Im Dyn-Interview sprach Johannes Bitter von einer "gemeinsamen Erklärung der Gremien" dazu , wie es im Sommer weitergehen soll. In alle Gespräche sei er persönlich aber nicht eingebunden gewesen: "Ich bin Sportdirektor hier und für viele andere Themen zuständig." Mit Blick auf die Zukunft arbeitet er aber dennoch eng zusammen mit den anderen Verantwortlichen des Bundesligisten.

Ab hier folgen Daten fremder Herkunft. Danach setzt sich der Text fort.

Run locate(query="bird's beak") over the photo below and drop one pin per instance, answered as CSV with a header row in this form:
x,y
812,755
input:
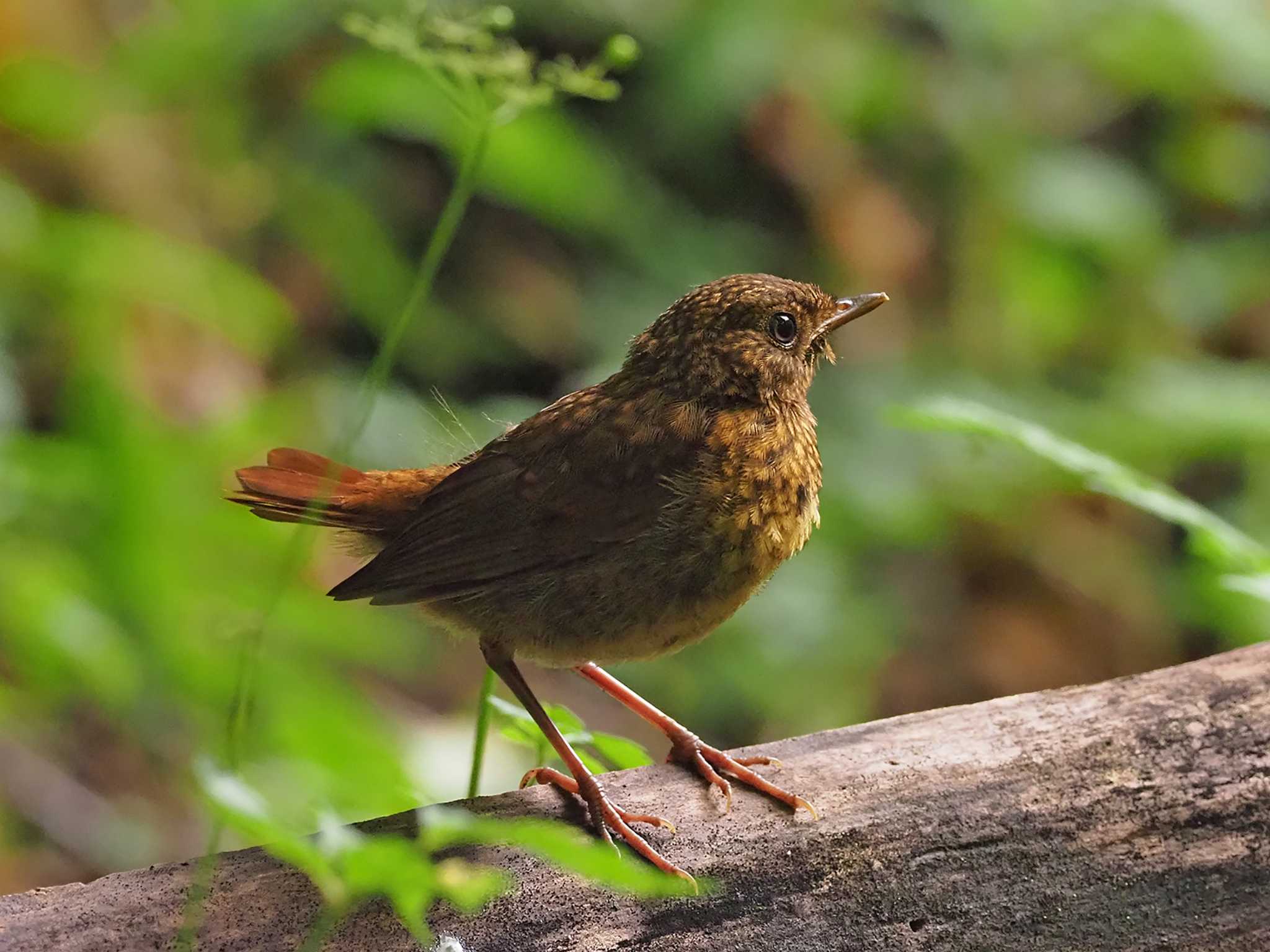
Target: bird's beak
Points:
x,y
851,307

Auch Bitter betonte, dass Hüneburg "wahnsinnig gute Arbeit" geleistet habe. "Er kam hierher für ein Projekt, den Verein in die richtige Richtung zu schubsen, zu sanieren, zu konsolidieren. Da brauchen wir, glaube ich, nicht viel drüber reden, haben wir viel kommuniziert in letzter Zeit, das hat er geschafft." Im April hatte der HSV die Bundesliga-Lizenz "im ersten Anlauf - ohne Bedingungen" erhalten, wie es in einer Vereinsmitteilung hieß.
"Jetzt geht es in der Zukunft ein bisschen anders weiter", blickt Bitter voraus. Hüneburg sei in einer Phase zum Verein gekommen, "in der der Verein wirtschaftlich wirklich sehr schlecht aufgestellt war" und sollte helfen. Das gelang ihm auch. "Ehrlicherweise muss man sagen, dieses Projekt ist ein Stück weit schneller fertig gewesen, als man geglaubt hat", so Bitter, der auch die finanzielle Unterstützung des Investors Philipp Müller hervorhebt.
"Ich weiß, was er für den Verein getan hat"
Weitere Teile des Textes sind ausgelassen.